I sat down with Templeton recently to discuss his forthcoming Keynote Address. At ESC, he'll reinforce the fact that embedded developers really do have the power to change the world. In some cases, it's in a small but significant way. For example, the developer of the Flip video camera, which I used to record my interview with Templeton, is a perfect example of a device that makes people's jobs easier. It certainly makes my job easier.
On a larger scale, you can look to the designers of the latest Boeing airplane or a space shuttle, or piece of military equipment. But when you break them down to their bare essentials, they are all embedded systems, filled with one or more microprocessors/microcontrollers, an operating system (in most cases), and a slew of analog components.

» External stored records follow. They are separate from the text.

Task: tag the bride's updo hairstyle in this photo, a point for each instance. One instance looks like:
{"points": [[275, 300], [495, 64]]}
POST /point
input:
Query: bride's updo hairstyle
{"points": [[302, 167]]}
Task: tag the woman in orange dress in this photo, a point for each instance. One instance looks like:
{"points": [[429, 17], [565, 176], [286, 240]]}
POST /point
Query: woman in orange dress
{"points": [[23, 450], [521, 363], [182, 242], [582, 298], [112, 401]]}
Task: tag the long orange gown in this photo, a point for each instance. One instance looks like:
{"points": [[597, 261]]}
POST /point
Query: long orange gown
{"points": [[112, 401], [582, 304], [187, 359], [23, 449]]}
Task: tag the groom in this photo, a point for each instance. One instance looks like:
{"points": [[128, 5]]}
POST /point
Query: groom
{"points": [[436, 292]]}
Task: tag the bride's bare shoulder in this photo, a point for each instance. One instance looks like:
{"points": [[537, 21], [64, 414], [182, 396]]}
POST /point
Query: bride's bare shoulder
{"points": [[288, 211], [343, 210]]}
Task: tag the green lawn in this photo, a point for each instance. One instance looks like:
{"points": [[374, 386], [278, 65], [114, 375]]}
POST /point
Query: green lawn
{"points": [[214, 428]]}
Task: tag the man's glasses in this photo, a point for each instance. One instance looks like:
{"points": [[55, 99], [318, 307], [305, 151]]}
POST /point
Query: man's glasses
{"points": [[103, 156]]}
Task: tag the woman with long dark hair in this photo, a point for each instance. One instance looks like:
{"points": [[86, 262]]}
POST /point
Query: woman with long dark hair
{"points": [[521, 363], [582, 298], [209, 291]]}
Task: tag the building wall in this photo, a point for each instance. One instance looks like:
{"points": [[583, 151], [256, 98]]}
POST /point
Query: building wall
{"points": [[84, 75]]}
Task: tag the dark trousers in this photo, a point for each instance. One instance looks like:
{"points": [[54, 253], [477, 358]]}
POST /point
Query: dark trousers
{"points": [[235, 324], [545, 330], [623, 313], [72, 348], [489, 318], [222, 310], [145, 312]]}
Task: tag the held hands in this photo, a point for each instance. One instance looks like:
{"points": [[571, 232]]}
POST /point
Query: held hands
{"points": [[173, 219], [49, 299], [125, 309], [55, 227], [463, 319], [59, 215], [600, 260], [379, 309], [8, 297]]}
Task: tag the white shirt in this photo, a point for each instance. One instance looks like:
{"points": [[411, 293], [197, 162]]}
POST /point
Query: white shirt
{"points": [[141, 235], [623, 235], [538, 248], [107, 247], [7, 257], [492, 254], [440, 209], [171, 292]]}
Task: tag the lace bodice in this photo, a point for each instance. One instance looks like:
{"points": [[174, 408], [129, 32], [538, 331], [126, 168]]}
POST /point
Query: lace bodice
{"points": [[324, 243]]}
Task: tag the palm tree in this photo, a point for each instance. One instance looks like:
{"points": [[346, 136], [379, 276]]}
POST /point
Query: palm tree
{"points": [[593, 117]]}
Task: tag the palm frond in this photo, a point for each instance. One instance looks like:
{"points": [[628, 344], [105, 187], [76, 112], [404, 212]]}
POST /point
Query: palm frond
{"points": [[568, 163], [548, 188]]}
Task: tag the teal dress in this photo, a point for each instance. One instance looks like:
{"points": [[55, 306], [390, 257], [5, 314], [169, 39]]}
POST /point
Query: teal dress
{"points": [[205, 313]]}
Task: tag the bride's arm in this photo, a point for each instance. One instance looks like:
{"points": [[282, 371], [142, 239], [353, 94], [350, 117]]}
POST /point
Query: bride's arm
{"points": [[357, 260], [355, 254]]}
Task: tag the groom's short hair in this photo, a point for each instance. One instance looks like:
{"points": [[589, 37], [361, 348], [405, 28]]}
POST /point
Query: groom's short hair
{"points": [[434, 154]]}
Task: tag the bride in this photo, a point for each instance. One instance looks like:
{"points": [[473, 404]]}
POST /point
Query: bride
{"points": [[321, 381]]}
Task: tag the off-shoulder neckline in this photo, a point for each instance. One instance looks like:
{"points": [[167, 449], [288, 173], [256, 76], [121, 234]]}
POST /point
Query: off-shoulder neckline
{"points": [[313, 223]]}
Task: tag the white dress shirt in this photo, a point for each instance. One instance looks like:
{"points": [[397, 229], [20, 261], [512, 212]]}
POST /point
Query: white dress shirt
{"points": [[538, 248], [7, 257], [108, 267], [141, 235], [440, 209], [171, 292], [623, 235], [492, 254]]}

Areas that Templeton touched, that he feels have significant growth potential, include medical and security applications, and all aspects of energy efficiency. Each of those three topics can be broken down into myriad levels. For example, energy efficiency could come in the form of new lighting techniques. Or smart appliances that know when you're in the room. Or transportation devices with two wheels, four wheels, or many wheels in the case of industrial equipment, buses, military vehicles, etc.
The bottom line is that TI is has the reach to position itself in not just the embedded processor space, but in lots of areas that the designer must reach into to get his project out the door. To see just how they accomplish that, and how it affects you as an embedded developer, you'll have to make your way to the Embedded Systems Conference.